From La Moulette, near Cazaunous, (east), the climb is 6.7 km long climbing 310 m at an average of 4.6%. Before reaching Juzet-d'Izaut, the D618 crosses the Col de Buret 599 m.

==Tour de France==
The Col des Ares was first used in the Tour de France in 1910 and has appeared frequently since. The leader over the summit in 1910 was Octave Lapize. The col was last crossed on Stage 12 of the 2017 Tour de France.

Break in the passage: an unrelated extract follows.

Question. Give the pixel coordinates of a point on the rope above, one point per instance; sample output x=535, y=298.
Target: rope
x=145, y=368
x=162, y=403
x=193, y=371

=== Appearances in Tour de France (since 1947) ===

| Year | Stage | Category | Start | Finish | Leader at the summit |
|---|---|---|---|---|---|
| 2017 | 12 | 2 | Pau | Peyragudes | Thomas De Gendt (BEL) |
| 2014 | 16 | 2 | Carcassonne | Bagnères-de-Luchon | Thomas Voeckler (FRA) |
| 2012 | 17 | 2 | Bagnères-de-Luchon | Peyragudes | Thomas Voeckler (FRA) |
| 2010 | 15 | 2 | Pamiers | Bagnères-de-Luchon | Thomas Voeckler (FRA) |
| 2008 | 9 | 3 | Toulouse | Bagnères-de-Bigorre | Sebastian Lang (DEU) |
| 2006 | 12 | 2 | Bagnères-de-Luchon | Carcassonne | Michael Rasmussen (DEN) |
| 2004 | 13 | 3 | Lannemezan | Plateau de Beille | Sylvain Chavanel (FRA) |
| 1999 | 15 | 2 | Saint-Gaudens | Piau-Engaly | Mariano Piccoli (ITA) |
| 1997 | 10 | 3 | Bagnères-de-Luchon | Andorra | Laurent Brochard (FRA) |
| 1989 | 11 | 3 | Bagnères-de-Luchon | Blagnac | Gert-Jan Theunisse (NED) |
| 1984 | 11 | 3 | Pau | Guzet-Neige | Theo de Rooij (NED) |
| 1981 | 6 | 3 | Saint-Gaudens | Saint-Lary Soulan (Pla d'Adet) | Bernard Becaas (FRA) |
| 1972 | 9 | 3 | Bagnères-de-Luchon | Colomiers | Christian Raymond (FRA) |
| 1968 | 14 | 2 | la Seu d'Urgell | Canet-Plage | Franco Bitossi (ITA) |
| 1966 | 11 | 3 | Pau | Bagnères-de-Luchon | Joaquim Galera (ESP) |
| 1964 | 15 | 3 | Toulouse | Bagnères-de-Luchon | Joaquim Galera (ESP) |
| 1963 | 12 | 3 | Bagnères-de-Luchon | Toulouse | Rik Van Looy (BEL) |
| 1962 | 14 | 3 | Bagnères-de-Luchon | Carcassonne | André Darrigade (FRA) |
| 1961 | 16 | 3 | Toulouse | Superbagnères | Imerio Massignan (ITA) |
| 1960 | 12 | 3 | Bagnères-de-Luchon | Toulouse | André Darrigade (FRA) |
| 1957 | 17 |  | Ax-les-Thermes | Saint-Gaudens | Group |
| 1956 | 13 | 3 | Bagnères-de-Luchon | Toulouse | Bruno Monti (ITA) |
| 1952 | 17 |  | Toulouse | Bagnères-de-Bigorre | Group |
| 1951 | 15 |  | Bagnères-de-Luchon | Carcassonne | José Serra (ESP) |
| 1948 | 8 |  | Lourdes | Toulouse | Jean Robic (FRA) |
| 1947 | 14 |  | Carcassonne | Bagnères-de-Luchon | Albert Bourlon (FRA) |

From 1947 to 1952, and in 1957, the climb was not classified.